While the idea of majoritarianism as nationalism arose from the treaties of Westphalia, India’s Constitution goes well beyond this notion, said CPI(M) general secretary Sitaram Yechury.
Mr. Yechury was speaking at a talk organised jointly by SASTRA University and The Hindu on the theme, “Idea of an Ideal India.” Journalist Swapan Dasgupta, columnist S. Gurumurthy and N. Ram, chairman of Kasturi & Sons Ltd. — which publishes The Hindu — were the other speakers on the panel, moderated by former Judge of the Madras High Court Prabha Sridevan.
“The sort of issues we are witnessing today — of intolerance, various other campaigns — are part of an effort to throw the evolution of the concept of India back to the Westphalian concept of the majority versus the minority,” said Mr. Yechury, referring to the 17{+t}{+h}century treaties between Spain and the Dutch Republic.
He said the Indian Constitution’s idea of equality had gone above and beyond the concepts that helped establish the Peace of Westphalia.
Dr. Dasgupta attacked what he called Mr. Yechury’s constitutional patriotism. “Are we to believe that life began in 1947,” he asked, comparing the CPI(M) general secretary’s argument to post-Second World War Germany’s attempts at constructing a new national identity around its Constitution.
“Are we to reject all those constructs partly because they might have a slight brush with Hinduism?”
Dr. Dasgupta argued that matters of culture were best left out of the straitjacket of laws.
“The Constitution sets the ground rules for political behaviour … but a society, a country, a civilisation is much more than just the state. Acknowledge the complexities of India, acknowledge the silken thread that binds it all,” he said.

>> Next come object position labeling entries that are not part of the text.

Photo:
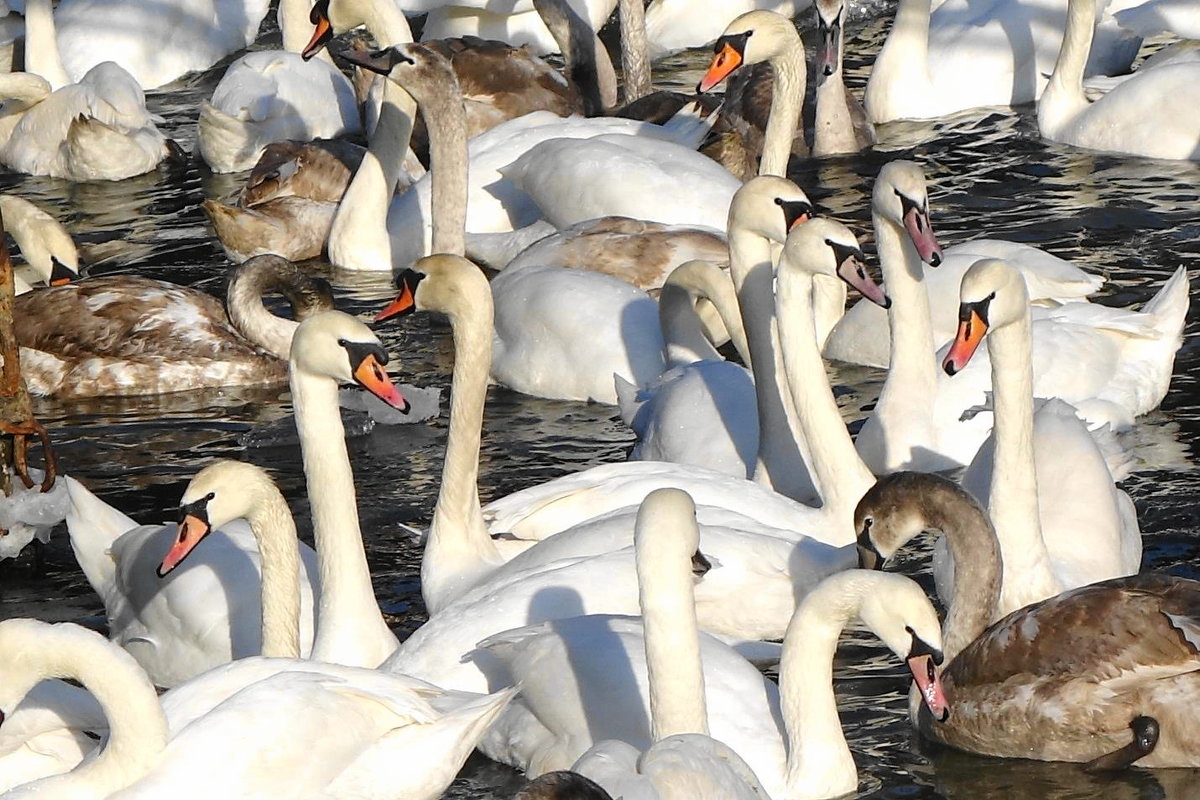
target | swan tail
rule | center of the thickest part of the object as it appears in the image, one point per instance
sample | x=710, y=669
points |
x=94, y=525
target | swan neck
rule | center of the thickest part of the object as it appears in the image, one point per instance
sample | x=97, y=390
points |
x=445, y=118
x=672, y=642
x=359, y=233
x=459, y=551
x=1014, y=487
x=785, y=109
x=839, y=471
x=275, y=531
x=779, y=432
x=816, y=745
x=635, y=65
x=42, y=55
x=349, y=627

‘India is multi-everything’
Noting that India is “multi-everything; India is nothing if it is not pluralistic,” Mr. Ram said the Hindutva forces’ socio-political programme goes against the foundations of the country. “This is at odds with the values of our freedom struggle … Today, it is at odds with the values of the Constitution itself — not just with the Preamble, but the basic structure of the Constitution,” he said.
Mr. Ram said the disintegrative ideology of Hindutva was a threat to the Indian state. “When the RSS supremo, its Sargsanghchalak, Mr. Mohan Bhagwat, says that India is a Hindu nation and Hindutva, its identity, it strikes a deadly blow at the values of our great historical civilisation,” he said.

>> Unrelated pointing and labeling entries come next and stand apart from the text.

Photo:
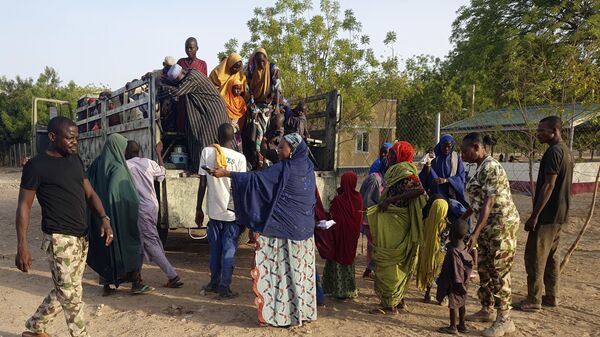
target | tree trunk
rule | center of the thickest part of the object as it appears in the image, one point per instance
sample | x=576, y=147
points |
x=585, y=225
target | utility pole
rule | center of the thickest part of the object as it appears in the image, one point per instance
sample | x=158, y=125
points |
x=473, y=102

Mr. Gurumurthy, also a Distinguished Research Professor of Legal Anthropology at SASTRA University, called for a model of development that included elements of culture.
“Culture is the basic drive of development,” he said, warning against abandoning the Indian culture in favour of Western models of development. It was the Hindu religion’s ability to tolerate other religions that helped form the Indian definition of secularism, he said. “If India is not Hindu, it would never have been secular.”
In a rebuttal to Mr. Gurumurthy, Mr. Yechury clarified that his opposition was to Hindutva. He quoted V.D. Savarkar to say it had nothing to do with the Hindu religion.